With experience from Medical Affairs at MERCK and early drug development at Karo Bio, a solid background in research from a doctoral thesis at Karolinska Institutet and postdoctoral research at Mount Sinai School of Medicine in New York, Pernilla Fagergren chose to join the Swedish gene therapy company CombiGene. In her new role as Clinical Project Manager, she will be responsible for the company’s first clinical study in epilepsy. Pernilla talks to BioStock about the challenges, before the Phase I study can begin next year.

After many years of extensive research, and in particular after the progress made in 2020, the prospects look good for CombiGene to be able to complete the preclinical program for the epilepsy project CG01 in 2021. CGO1 is aimed at drug-resistant focal epilepsy, the most common form of epilepsy in adult epileptics. However, the preparations to move on to an important milestone, the first in-human study, began long before that.

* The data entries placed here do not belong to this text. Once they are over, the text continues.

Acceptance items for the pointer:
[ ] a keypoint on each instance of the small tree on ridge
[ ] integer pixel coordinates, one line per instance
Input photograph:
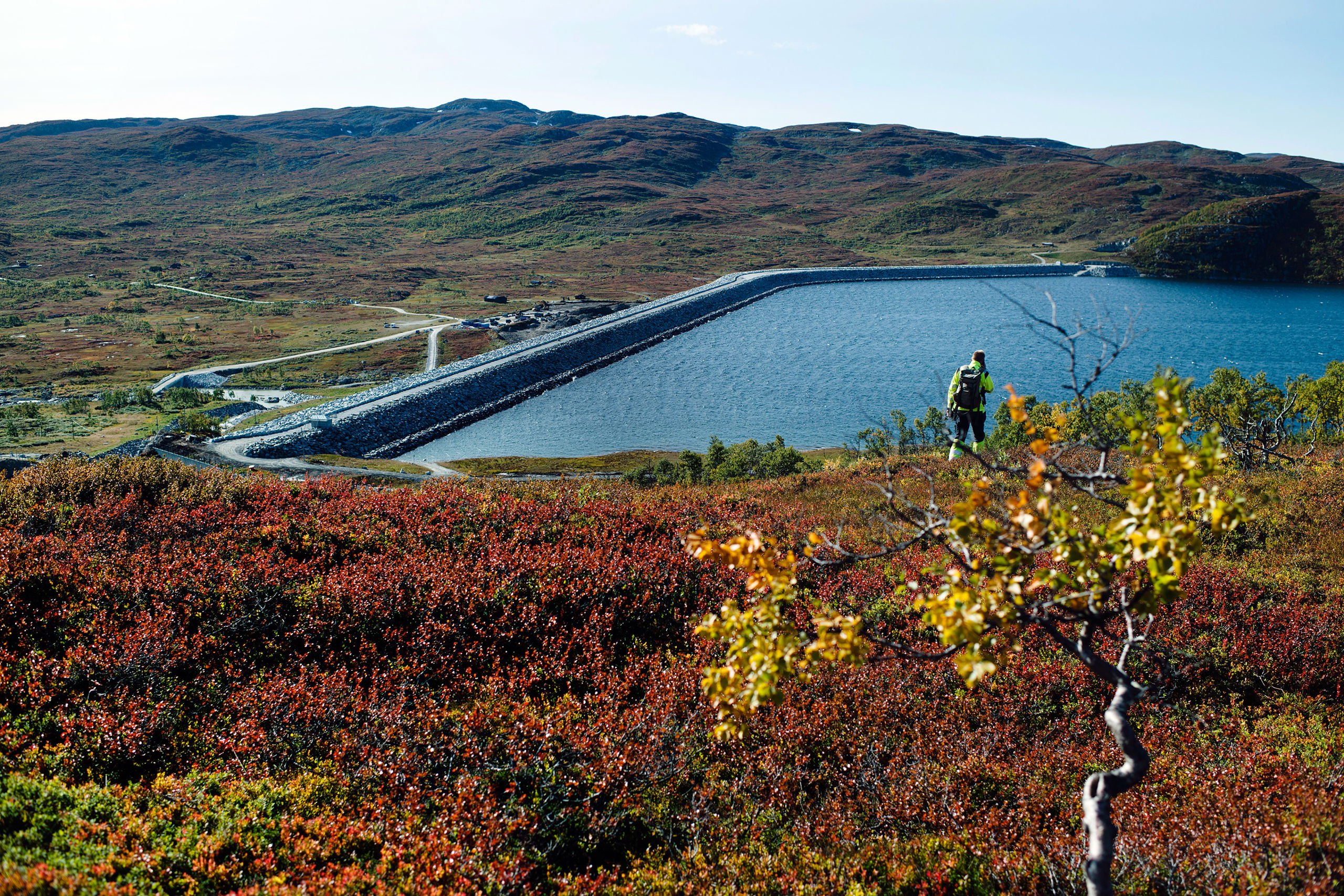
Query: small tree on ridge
(1104, 583)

Recruitment of key competencies

Already a couple of years ago, considering the company’s development stage at the time, CombiGene realised that it needed to recruit personnel with key competencies, partly to be able to advance and complete the preclinical work faster and more efficiently, but also to secure experience able to shoulder the upcoming clinical studies.

This recruitment process began last autumn when CMC expert Martin Linhult was recruited to the company. Linhult, who has a PhD in molecular biology and a Master’s in Chemical Engineering from KTH in his educational repertoire, is now the company’s CMC (Chemistry, Manufacturing and Controls) expert. Based on his long experience of bringing therapies to the market, he will primarily focus on the manufacturing process of CG01.

The company’s new Clinical Project Manager

On January 18 this year, CombiGene announced its second recruitment in a short period when Pernilla Fagergren accepted the position as a Clinical Project Manager. The role will require her to be responsible for preparing and conducting the first clinical study within the company’s epilepsy project. Pernilla talks to BioStock about her career so far – which includes drug development, project management and neuropharmacology – and how she sees the way forward for CombiGene.

Pernilla, you join CombiGene after an already long career in the life science sector. What particular experiences and knowledge do you bring, in order to advance the CG01 project as efficiently and purposefully as possible?

– Above all, my experience from medical discussions with KOLs has given me the tools to understand which study issues that are critical to success in the market. My broad understanding of drug development and my expertise in neuroscience will help to focus on the right things at the right time. 

You have, among other things, worked as a medical advisor in the field of neurology at Merck. How does it differ to work for a large multinational pharmaceutical company, compared to a small biotech in terms of, e.g., decision-making processes?

– I am very pleased to have had the opportunity to try both of these extremes. It is of course a big difference to have over 50,000 colleagues around the world, compared to working in a slim and efficient organization where it is easier to make quick but well-founded decisions. The key to success is to accumulate the right skills, which CombiGene has really succeeded in when choosing its partners so far. We constantly work with contacts and experts far beyond the employees. I expect the biggest difference will be in fast decision-making processes, but recognize that finances and support functions will be limited. At CombiGene you must not be afraid of new tasks, and that is one of the charms of the job, I will learn so much and am ready to roll up the sleeves and handle any issue that pop up.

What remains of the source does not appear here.